La bonne marchande prenait de plus en plus Jacques en amitié. Le jeudi, quand il n’y avait guère de commissions à faire et pas beaucoup de clients, elle l’emmenait dans l’arriere-magasin et, sachant qu’il aimait la mécanique, elle remontait, pour l’amuser, quelques jouets à mouvements.

«Est-ce que vraiment, lui disait-elle, tu comprends quelque chose à cela?

— Oui, mademoiselle; et il me semble presque que je saurais en faire autant.

— Tu es donc un prodige?

— Oh! pas du tout; c’est que j’ai vu travailler papa. Avec des ressorts, des roues, des poulies et des contrepoids, on peut accomplir bien des choses, allez.

— Même le mouvement perpétuel?

— Oui, mademoiselle. On a beau dire que c’est impossible, mon père ne le croyait pas, puisqu’il le cherchait, et mon père était très savant. Il disait qu’il ne s’agissait que de trouver une compensation à la déperdition des forces, et il était sur la voie quand il est mort.

— Je ne comprends pas du tout ce que tu me racontes là, disait Mlle Charmotte; ce dont je suis sûre, c’est que, si le mouvement perpétuel est possible, c’est toi qui le trouveras.»

Jacques ne se vantait pas en disant qu’il s’entendait au mécanisme des jouets, et il lui arriva plus d’une fois d’en réparer à merveille certains qui s’étaient détraqués. Mlle Charmotte admirait ce précoce talent; elle voyait un grand homme futur dans cet enfant, et elle se promettait de l’aider à suivre des études qui lui permettraient de parcourir une carrière utile. Il ne faut pas croire pourtant que son affection croissante pour son petit protégé l’empêchât de s’efforcer pour vendre Satin-Bleu. Elle l’offrait à tous ses riches clients; elle la vantait de son mieux; bref, elle exerçait son métier de marchande en conscience; mais, quand elle voyait ses tentatives inutiles, elle s’en consolait en pensant à la joie de Jacques et de Rose s’ils obtenaient l’objet tant désiré.
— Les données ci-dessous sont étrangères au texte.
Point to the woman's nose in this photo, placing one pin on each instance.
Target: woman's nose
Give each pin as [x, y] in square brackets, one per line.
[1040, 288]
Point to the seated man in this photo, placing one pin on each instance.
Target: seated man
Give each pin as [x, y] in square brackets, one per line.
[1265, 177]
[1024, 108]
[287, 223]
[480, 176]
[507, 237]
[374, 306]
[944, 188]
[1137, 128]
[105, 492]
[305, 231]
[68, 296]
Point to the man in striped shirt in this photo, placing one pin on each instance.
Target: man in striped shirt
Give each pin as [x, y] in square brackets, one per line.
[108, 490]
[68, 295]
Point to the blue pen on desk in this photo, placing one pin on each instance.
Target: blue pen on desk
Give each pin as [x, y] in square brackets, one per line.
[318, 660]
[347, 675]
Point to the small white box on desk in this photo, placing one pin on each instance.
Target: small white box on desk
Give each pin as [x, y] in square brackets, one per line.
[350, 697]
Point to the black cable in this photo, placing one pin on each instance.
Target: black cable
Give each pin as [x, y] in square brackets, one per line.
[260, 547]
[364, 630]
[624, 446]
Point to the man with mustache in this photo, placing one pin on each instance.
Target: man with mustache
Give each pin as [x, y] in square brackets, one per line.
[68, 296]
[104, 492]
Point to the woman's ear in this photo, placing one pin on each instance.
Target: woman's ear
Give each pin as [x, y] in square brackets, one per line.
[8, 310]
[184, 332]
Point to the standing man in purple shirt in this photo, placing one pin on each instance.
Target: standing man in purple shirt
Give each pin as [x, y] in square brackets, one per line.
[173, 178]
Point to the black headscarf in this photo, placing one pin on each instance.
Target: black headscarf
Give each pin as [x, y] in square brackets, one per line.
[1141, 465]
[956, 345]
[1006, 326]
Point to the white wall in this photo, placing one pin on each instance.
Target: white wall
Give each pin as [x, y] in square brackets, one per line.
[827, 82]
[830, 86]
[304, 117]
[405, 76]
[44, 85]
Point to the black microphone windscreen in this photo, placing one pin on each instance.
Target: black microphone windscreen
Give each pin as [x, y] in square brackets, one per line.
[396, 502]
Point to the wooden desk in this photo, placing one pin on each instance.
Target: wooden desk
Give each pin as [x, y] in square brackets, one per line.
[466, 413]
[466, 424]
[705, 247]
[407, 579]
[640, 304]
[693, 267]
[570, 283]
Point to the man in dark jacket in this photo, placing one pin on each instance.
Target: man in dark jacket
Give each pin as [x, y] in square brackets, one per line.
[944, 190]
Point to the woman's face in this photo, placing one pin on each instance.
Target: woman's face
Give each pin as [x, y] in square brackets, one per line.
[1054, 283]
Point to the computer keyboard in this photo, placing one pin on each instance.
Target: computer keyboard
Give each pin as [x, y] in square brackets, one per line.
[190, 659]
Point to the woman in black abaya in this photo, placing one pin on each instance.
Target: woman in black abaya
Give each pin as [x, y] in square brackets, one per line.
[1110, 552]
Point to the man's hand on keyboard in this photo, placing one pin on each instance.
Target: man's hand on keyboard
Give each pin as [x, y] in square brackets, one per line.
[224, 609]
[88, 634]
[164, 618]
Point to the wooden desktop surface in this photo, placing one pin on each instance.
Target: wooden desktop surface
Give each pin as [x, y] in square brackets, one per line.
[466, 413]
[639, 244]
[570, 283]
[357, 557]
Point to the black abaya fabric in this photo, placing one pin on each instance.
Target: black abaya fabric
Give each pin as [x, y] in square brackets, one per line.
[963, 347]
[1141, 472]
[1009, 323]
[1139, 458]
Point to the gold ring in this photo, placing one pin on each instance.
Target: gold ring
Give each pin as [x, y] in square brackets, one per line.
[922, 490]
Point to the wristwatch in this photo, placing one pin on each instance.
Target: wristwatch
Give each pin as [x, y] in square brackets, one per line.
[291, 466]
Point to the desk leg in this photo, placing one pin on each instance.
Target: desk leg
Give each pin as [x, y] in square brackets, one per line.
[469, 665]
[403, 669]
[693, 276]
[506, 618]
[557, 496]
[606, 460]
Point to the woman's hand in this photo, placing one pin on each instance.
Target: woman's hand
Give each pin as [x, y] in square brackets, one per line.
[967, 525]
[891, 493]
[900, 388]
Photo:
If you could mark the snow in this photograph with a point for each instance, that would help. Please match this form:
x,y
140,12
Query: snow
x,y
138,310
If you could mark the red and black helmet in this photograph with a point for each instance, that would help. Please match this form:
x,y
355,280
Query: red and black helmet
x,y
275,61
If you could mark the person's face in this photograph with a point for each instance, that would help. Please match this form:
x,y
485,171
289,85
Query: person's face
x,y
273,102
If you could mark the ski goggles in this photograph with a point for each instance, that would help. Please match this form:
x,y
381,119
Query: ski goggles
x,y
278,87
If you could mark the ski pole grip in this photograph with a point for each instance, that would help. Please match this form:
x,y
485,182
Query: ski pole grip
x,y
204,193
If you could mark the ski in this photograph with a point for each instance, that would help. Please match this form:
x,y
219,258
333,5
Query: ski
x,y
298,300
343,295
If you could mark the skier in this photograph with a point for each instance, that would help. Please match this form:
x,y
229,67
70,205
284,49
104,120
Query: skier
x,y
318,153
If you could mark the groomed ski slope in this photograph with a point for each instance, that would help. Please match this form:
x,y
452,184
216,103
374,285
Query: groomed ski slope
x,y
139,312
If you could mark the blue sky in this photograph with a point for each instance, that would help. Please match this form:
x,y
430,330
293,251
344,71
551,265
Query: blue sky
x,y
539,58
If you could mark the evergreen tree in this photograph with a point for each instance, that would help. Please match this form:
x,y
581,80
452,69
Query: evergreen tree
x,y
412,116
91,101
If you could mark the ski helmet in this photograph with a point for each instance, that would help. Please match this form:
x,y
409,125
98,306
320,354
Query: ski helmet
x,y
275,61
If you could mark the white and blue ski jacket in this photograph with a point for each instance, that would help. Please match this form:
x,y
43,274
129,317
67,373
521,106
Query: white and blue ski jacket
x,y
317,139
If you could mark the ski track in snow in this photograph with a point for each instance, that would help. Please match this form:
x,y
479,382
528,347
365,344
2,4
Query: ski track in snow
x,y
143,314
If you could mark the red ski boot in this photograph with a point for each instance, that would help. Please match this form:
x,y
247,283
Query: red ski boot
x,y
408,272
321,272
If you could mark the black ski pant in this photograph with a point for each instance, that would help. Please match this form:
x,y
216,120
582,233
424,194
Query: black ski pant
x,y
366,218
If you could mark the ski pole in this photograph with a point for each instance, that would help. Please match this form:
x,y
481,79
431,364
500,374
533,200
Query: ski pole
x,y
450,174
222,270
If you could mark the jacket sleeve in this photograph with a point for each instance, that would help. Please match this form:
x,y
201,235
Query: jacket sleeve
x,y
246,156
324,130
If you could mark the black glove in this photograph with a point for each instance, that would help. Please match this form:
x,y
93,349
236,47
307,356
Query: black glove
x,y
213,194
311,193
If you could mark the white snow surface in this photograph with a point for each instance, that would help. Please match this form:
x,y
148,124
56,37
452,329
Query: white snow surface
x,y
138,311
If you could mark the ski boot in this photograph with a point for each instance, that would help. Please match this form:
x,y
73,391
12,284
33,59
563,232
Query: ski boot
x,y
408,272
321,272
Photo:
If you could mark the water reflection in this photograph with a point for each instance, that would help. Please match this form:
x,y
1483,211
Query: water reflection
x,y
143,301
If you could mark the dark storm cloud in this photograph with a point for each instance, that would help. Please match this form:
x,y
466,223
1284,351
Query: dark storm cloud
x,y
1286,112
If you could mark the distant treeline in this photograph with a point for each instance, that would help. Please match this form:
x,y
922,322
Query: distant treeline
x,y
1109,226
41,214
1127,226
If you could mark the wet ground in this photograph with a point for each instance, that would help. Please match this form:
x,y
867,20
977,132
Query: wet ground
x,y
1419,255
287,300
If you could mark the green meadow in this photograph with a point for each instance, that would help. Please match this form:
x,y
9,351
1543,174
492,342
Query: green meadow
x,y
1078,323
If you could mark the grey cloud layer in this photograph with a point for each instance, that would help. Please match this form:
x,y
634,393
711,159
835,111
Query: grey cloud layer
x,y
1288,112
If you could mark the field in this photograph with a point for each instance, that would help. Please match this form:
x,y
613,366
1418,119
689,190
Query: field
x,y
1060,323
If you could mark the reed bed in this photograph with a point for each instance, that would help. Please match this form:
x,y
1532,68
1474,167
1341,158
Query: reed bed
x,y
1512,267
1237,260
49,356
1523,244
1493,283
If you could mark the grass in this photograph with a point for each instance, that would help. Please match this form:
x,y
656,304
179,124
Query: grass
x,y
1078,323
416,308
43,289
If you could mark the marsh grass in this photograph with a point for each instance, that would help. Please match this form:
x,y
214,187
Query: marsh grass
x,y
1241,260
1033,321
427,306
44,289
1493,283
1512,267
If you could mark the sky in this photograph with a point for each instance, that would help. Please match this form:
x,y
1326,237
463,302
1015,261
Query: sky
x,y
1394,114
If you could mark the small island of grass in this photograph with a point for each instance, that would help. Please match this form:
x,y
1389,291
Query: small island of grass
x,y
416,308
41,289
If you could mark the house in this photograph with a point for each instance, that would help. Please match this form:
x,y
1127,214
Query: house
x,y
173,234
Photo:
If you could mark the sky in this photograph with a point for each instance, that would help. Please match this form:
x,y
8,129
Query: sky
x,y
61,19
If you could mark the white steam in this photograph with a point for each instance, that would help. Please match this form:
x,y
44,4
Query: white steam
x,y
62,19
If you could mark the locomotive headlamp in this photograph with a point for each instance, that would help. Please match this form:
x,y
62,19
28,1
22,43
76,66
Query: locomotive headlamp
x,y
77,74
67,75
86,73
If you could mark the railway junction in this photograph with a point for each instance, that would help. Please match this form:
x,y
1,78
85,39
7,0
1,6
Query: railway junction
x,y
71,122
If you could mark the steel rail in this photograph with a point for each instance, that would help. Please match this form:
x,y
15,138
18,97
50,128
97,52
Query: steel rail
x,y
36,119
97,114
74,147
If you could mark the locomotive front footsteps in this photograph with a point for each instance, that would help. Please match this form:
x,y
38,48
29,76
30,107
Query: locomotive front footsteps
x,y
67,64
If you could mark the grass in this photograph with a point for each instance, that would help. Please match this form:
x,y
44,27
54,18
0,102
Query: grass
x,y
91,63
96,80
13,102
Le soir, au logis, le frère et la sœur ne cessaient de parler de Satin-Bleu, ou plutôt de Rosette, car il avait été convenu qu’on lui donnerait ce joli nom. Jacques, qui la voyait de près, avait toujours quelque chose de nouveau à en dire; il en savait long sur sa beauté. Il avait remarqué que ses yeux étaient changeants et, suivant les heures du jour, paraissaient tantôt très bleus, tantôt un peu verts, et tantôt couleur de violette; que ses cheveux n’étaient pas d’un blond si uniforme que ceux des autres poupées, qu’ils avaient des nuances plus riches, plus dorées, plus semblables à des rayons de soleil. Il avait découvert qu’elle avait des fossettes aux épaules, et même, car il l’avait vue en petite robe de dessous, un jour qu’on la changeait de toilette, qu’elle avait au bras gauche, tout près du coude, un petit signe brun pareil à un grain de beauté, sans doute une parcelle d’émail qui s’était trouvée prise dans la cire. Ce petit signe amusait beaucoup Rose, qui en avait elle-même un sur le cou: «Grâce à cela, disait-elle, si des Bohémiens nous volaient, Rosette ou moi, comme ces enfants dont nous avons lu l’histoire, ils auraient beau nous déguiser, on pourrait toujours nous reconnaître.»